Il fenomeno colpisce in particolare lavoratori dell’edilizia, dell’agricoltura e della logistica, dove l’esposizione al sole è prolungata e spesso senza tutele concrete. Nelle Marche, nel primo trimestre 2025, gli infortuni nei cantieri sono aumentati del 9,4 per cento rispetto allo stesso periodo dell’anno precedente.
I costi sociali sono circa 50 milioni di euro annui, tra spese sanitarie, assicurative e produttività persa. Uno studio INAIL-CNR ha calcolato che ogni grado oltre i 20°C provoca una perdita media del 6,5 per cento di produttività nei lavori a elevato sforzo fisico, con picchi dell’80 in condizioni estreme.
Il governo ha trovato a metterci una pezza con il nuovo “Protocollo nazionale caldo” che prevede orari flessibili, sorveglianza sanitaria, Cassa integrazione (CIGO) e suggerimenti su abbigliamento tecnico e idratazione.
No stop, no sanzioni
Ma non esistono obblighi vincolanti per le aziende: il protocollo è volontario, e la CIGO – lo strumento cardine della risposta italiana – si attiva solo a 35 gradi percepiti. La soglia, tra le più alte d’Europa, non impone l’interruzione delle attività, ma permette alle imprese di chiedere un ammortizzatore sociale. Nessun limite legale alla temperatura sul luogo di lavoro, nessuna regola uniforme tra regioni, soprattutto nessuna sanzione.
In Europa, venti paesi su 38 dispongono di sistemi integrati di monitoraggio del caldo con allerte sanitarie obbligatorie. La Spagna ha attivato 182 zone meteo-climatiche con avvisi giornalieri e una legislazione strutturale: il Real Decreto 486/1997 e il recente RDL 4/2023 fissano limiti di temperatura nei luoghi di lavoro e vietano determinate mansioni all’aperto durante le allerte rosse.
Nei lavori sedentari il massimo consentito è 27°C, mentre nei lavori fisici il limite varia tra 14°C e 25°C. L’Italia consente il lavoro all’aperto fino a 35°C percepiti.
La Francia, pur senza una legge nazionale con limiti rigidi, impone obblighi concreti. L’INRS stabilisce soglie di rischio a 28-30°C e considera “pericolosa” l’attività sopra i 33°C. È obbligatoria la fornitura di acqua, la ventilazione, le pause.
Da luglio 2025, un nuovo decreto impone una rivalutazione quotidiana del rischio e l’obbligo per i datori di lavoro di adottare piani preventivi durante le ondate di calore.
La Germania applica la regola ASR A3.5: oltre i 26°C sono raccomandate misure di mitigazione; oltre i 30°C diventano obbligatorie.
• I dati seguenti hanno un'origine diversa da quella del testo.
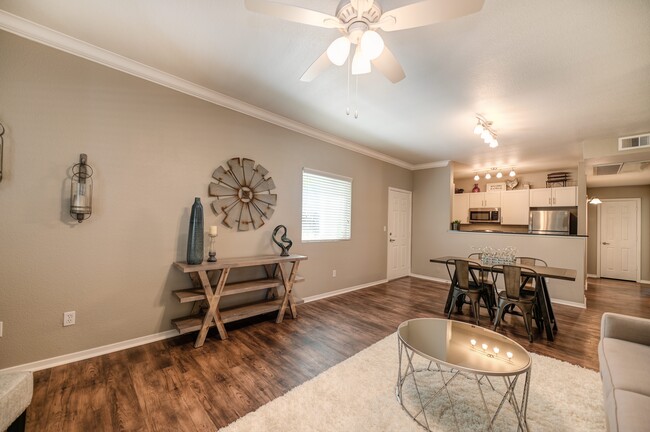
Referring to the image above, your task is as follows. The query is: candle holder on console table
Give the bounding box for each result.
[208,226,217,262]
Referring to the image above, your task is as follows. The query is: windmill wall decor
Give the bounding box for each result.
[208,158,278,231]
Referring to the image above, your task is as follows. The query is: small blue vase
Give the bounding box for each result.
[187,198,203,265]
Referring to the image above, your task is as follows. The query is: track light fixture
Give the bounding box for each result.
[474,167,517,181]
[474,114,499,148]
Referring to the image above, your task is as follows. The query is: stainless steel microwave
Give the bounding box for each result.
[469,208,501,223]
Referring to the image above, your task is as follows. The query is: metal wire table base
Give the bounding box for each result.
[395,338,530,431]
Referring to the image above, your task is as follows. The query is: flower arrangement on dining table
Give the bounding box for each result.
[472,246,517,265]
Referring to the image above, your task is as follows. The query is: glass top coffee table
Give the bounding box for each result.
[396,318,532,431]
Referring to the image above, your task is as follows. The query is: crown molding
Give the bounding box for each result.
[0,10,414,170]
[411,160,451,171]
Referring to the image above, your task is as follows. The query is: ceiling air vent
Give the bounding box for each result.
[618,133,650,151]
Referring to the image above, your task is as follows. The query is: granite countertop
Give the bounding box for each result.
[450,229,588,237]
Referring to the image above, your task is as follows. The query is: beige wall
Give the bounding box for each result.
[0,32,410,369]
[587,185,650,283]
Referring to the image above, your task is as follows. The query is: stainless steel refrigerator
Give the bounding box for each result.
[528,210,576,235]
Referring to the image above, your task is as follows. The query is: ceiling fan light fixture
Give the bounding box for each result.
[352,45,370,75]
[327,36,350,66]
[359,30,384,60]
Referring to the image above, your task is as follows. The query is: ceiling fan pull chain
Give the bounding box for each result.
[345,59,351,115]
[354,75,359,118]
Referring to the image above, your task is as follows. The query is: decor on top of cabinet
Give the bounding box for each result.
[70,153,93,223]
[546,171,571,187]
[209,158,278,231]
[506,177,519,190]
[187,197,204,265]
[271,225,293,256]
[485,182,506,192]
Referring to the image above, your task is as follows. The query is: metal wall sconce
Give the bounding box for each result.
[0,123,5,181]
[70,153,93,223]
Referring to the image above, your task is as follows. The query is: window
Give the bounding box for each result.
[302,168,352,242]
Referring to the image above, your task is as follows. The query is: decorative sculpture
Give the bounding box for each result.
[209,158,278,231]
[271,225,293,256]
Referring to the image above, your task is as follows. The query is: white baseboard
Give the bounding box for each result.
[0,330,178,372]
[0,279,387,372]
[409,273,451,284]
[303,279,388,303]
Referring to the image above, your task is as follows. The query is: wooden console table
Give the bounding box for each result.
[172,255,307,348]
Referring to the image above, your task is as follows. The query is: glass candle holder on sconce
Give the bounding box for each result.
[208,225,217,262]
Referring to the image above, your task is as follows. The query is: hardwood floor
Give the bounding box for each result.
[27,277,650,431]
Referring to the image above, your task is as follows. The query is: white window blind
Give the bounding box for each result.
[302,168,352,241]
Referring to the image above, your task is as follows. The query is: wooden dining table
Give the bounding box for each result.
[429,256,577,341]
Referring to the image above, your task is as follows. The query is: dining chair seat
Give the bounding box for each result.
[446,259,494,325]
[490,264,542,342]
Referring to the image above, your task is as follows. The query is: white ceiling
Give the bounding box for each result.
[0,0,650,184]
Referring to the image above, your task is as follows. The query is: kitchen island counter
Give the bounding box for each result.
[449,228,588,238]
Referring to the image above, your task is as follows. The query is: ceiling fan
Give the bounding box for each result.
[245,0,485,83]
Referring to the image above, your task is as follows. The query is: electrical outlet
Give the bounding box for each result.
[63,311,75,327]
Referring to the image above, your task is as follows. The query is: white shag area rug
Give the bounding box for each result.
[221,334,606,432]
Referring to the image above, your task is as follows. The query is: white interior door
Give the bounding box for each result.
[599,200,638,281]
[386,188,411,280]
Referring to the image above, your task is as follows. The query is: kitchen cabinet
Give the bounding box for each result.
[530,186,578,207]
[451,194,470,223]
[469,192,501,208]
[501,189,530,225]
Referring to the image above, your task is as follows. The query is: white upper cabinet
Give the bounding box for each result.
[452,194,470,223]
[552,186,578,207]
[530,186,578,207]
[468,192,501,208]
[501,189,534,225]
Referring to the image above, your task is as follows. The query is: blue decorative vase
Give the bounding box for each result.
[187,198,203,264]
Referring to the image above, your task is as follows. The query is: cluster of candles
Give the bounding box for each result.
[469,339,513,360]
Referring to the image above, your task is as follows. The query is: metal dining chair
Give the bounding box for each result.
[490,264,542,342]
[446,258,494,325]
[467,252,497,311]
[515,257,548,291]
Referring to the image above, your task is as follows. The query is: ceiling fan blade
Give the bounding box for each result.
[300,51,332,82]
[379,0,485,31]
[372,47,406,83]
[244,0,343,28]
[350,0,375,18]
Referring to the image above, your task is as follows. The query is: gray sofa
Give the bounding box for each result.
[598,313,650,432]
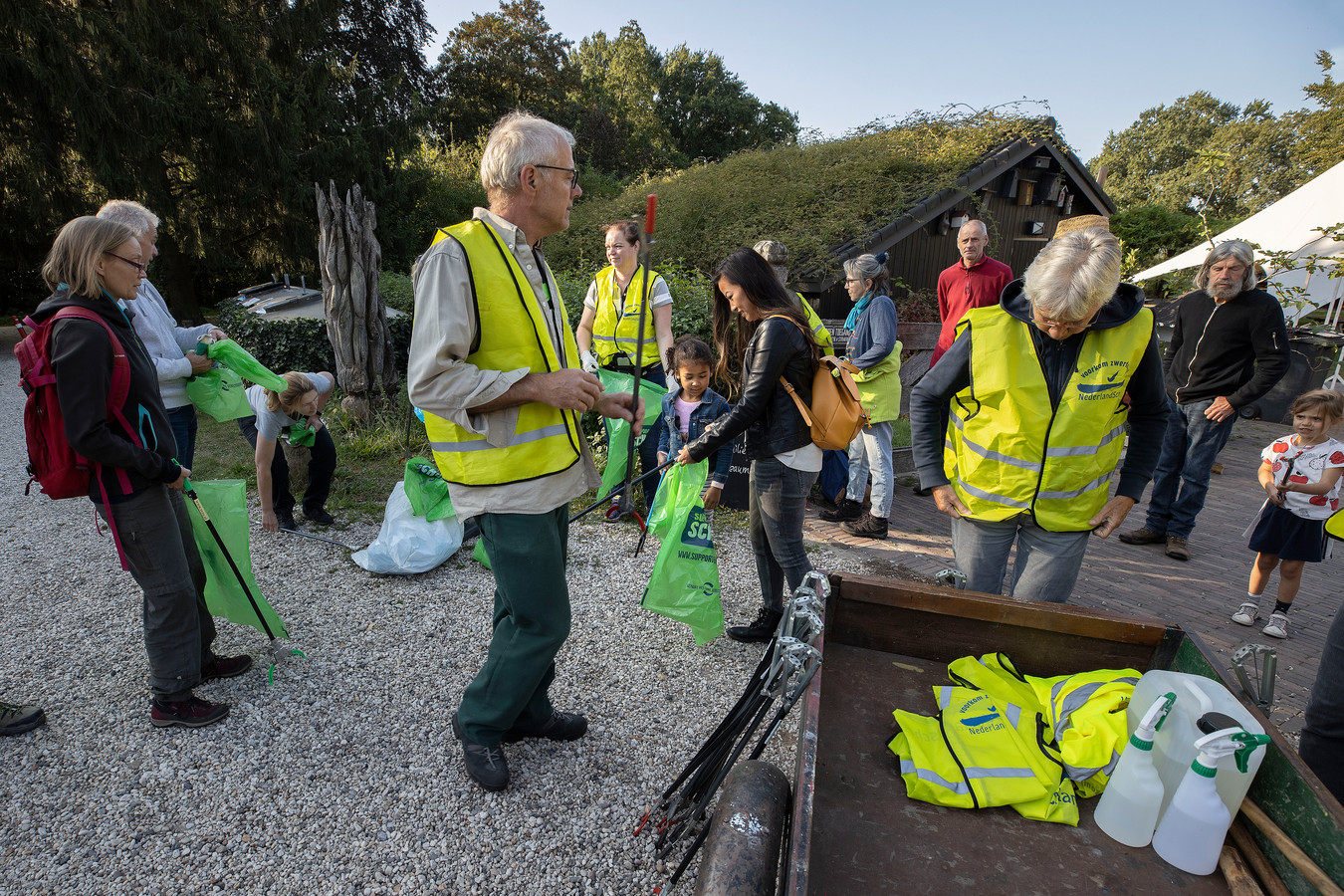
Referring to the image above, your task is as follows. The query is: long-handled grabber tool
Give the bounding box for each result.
[569,458,676,523]
[621,193,659,516]
[181,480,307,682]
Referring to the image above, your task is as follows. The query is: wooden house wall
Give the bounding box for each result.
[818,160,1102,319]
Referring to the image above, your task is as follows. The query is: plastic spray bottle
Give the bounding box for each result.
[1093,693,1176,846]
[1153,728,1270,874]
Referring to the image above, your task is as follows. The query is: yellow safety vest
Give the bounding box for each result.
[592,265,663,366]
[944,305,1153,532]
[794,293,834,354]
[425,220,583,485]
[948,653,1140,796]
[887,687,1078,824]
A 35°C, un ambiente chiuso è considerato “non idoneo” al lavoro se non si adottano protezioni straordinarie. In Italia, 35°C è il punto in cui si può richiedere la cassa integrazione.
Il servizio europeo Copernicus prevede per l’estate 2025 un’anomalia di +1°/3°C rispetto alla media 1991–2020, con picchi oltre i 45°C in alcune regioni del Sud Europa. In Italia, la vulnerabilità climatica è aumentata dell’11 per cento tra il 2000 e il 2020, il tasso di mortalità legato al caldo è di 655 decessi ogni 10 milioni di abitanti: quasi il triplo della media globale. Il nostro paese è terzo al mondo per incidenza di decessi da caldo, dopo Grecia e Malta.
A livello europeo non esiste una direttiva vincolante sulle temperature massime nei luoghi di lavoro, ma la Confederazione europea dei sindacati ha chiesto l’introduzione di una norma comune: soglie definite, valutazioni obbligatorie del rischio, formazione dei lavoratori e monitoraggio sanitario. La Commissione ha avviato una consultazione; ad oggi la protezione dal caldo resta competenza degli stati membri.
Abbiamo ogni anno oltre 4mila infortuni da caldo e centinaia di decessi correlabili alle alte temperature. Il quadro normativo attuale si limita a linee guida, ordinanze regionali e provvedimenti tampone.
A differenza dei principali partner europei, il nostro paese non ha definito soglie di rischio legali né obblighi vincolanti. Il 2 luglio ha riportato in primo piano il costo umano dell’inazione. La crisi climatica non è più una previsione. È cronaca.